It is the rare sermon that has a shelf life much past Sunday dinner.
But one that still stands out for humility scholar Peter Hill of Biola University and other members of his Southern California church is when their pastor first stepped up to the pulpit two years ago.
The new clergy leader spent the first half of the sermon identifying his weaknesses and areas where the church can minister to him.

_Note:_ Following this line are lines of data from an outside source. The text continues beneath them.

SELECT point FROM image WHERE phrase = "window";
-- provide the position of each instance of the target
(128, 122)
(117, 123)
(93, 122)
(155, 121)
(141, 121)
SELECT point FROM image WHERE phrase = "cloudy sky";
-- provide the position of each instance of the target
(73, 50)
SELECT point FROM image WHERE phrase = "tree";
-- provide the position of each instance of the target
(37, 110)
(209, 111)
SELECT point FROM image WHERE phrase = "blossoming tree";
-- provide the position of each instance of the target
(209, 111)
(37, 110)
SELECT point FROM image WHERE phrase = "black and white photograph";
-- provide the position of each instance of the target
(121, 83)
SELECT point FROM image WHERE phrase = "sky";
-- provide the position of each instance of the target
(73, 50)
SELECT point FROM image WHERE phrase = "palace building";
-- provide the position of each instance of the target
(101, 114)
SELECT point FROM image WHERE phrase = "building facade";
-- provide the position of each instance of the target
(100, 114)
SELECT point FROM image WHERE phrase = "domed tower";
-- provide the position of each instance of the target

What made this humble gesture remarkable is that it is not always easy for clergy to admit their human sides. They worry that they will be judged less fit to guide the congregation. They often feel compelled to live up to unrealistic standards of spiritual perfection.
But several studies suggest it may be helpful for pastors to recognize their own human needs and shortcomings even as they attempt to be a personal model of holiness.
For one, new research indicates people value pastors who are approachable, and share their humanity in a way that gives hope to others struggling to live up their faith.
Perhaps of greater concern, however, is the debilitating toll the pursuit of spiritual perfection can take on the health of clergy.
In a separate, in-depth study of 12 priests, participants reported that they felt pressure to be models of the divine. They also said that they and many of their colleagues would only seek mental health assistance as a last resort.
Alone in the crowd
Clergy can face outsized expectations, from both members of their flocks and themselves, to be on-call 24-7 in often emotionally stressful situations. There is usually little time to separate their professional role from their personal needs.
But setting themselves too far apart from non-clergy can be unhealthy.
A sense of social isolation was one of the strongest predictors of symptoms of depression, anxiety and emotional exhaustion, according to one study analyzing data from nearly 1,500 United Methodist clergy.
In the study of 12 diocesan priests ages 32 to 75 in Poland, clergy who had been told from their seminary days that they were the “chosen from among the chosen” felt they had to be models of virtue beyond reproach in their daily lives.
And that is a great, almost unbearable burden, priests reported.
“A priest should just eat, breathe, celebrate Holy Mass, listen to confessions, and pray. He does not have the right to drink beer, socialize, or take a walk with a woman. I once walked with my sister through a village and could hear people bad-mouth,” one priest said.
Another revealed, “Priests make a decision to be alone, but are often unaware of the consequences. Life goes by and brings disappointments . . . I meet people during the day, but when I come home in the evening, and sit down . . . then I realize this emptiness. I miss contact with another person. There is no one to talk to. I don’t think I will ever be able to tame this loneliness.”
Yet even as they realized their mental health needs, the priests were reluctant to seek help, concerned that seeking outside assistance would reflect poorly on the church and themselves.
“You become ashamed and see yourself as a loser,” one cleric said.
In discussing the implications of their study, researchers from the psychology faculty at the University of Social Sciences & Humanities in Katowice suggested:
• Starting at the seminaries, future priests should be encouraged to build friendships that would help them open up and share their hopes and concerns. Seminaries also should have psychological workshops where seeking help is encouraged.
What many clergy may find is that being open and honest about their limitations benefits both themselves and their communities.
The United Methodist study found that, indeed, social isolation could be debilitating. But clergy who served flocks that supported them in their times of need and let their pastors know how much they mean to them were much more likely to be satisfied in their ministry and have a higher quality of life.
And a new study of megachurch pastors finds that many laypeople appreciate pastors who are approachable and willing to share their own flaws.
Researchers from West Virginia University and the University of Washington analyzing data from 282 attendees in 12 megachurches found that people in the pews valued both the extraordinary and ordinary qualities of their senior pastors.
Many respondents said it was important that the senior pastor does not speak down to them, treats others as equals and is willing to share personal flaws.
One lay leader said when the senior pastor behaves in ways he should not, “he steps back and submits to the Lord. And that just really garners a lot of respect from us. … He’s very self-aware of how he’s wired and (his) limitations.”
Another lay leader said their pastor “will be the first one to stand up and say where he’s wrong from the pulpit. I mean that’s always impressed me.”
Pastors being willing to share their human side may in turn benefit congregation members, research suggests.
Several studies in areas from mental health to addiction have urged clergy counselors to help people who face debilitating fears of sin and divine judgment become more aware of aspects of their faith regarding God’s love, mercy and capacity for forgiveness.
Having the pastor herself or himself admit weakness can be a particularly effective teaching moment.
“I don’t think there is a more powerful gift they can give to their congregations than admit their own limitations,” Biola’s Hill said.
And perhaps not a more valuable gift clergy can give to themselves.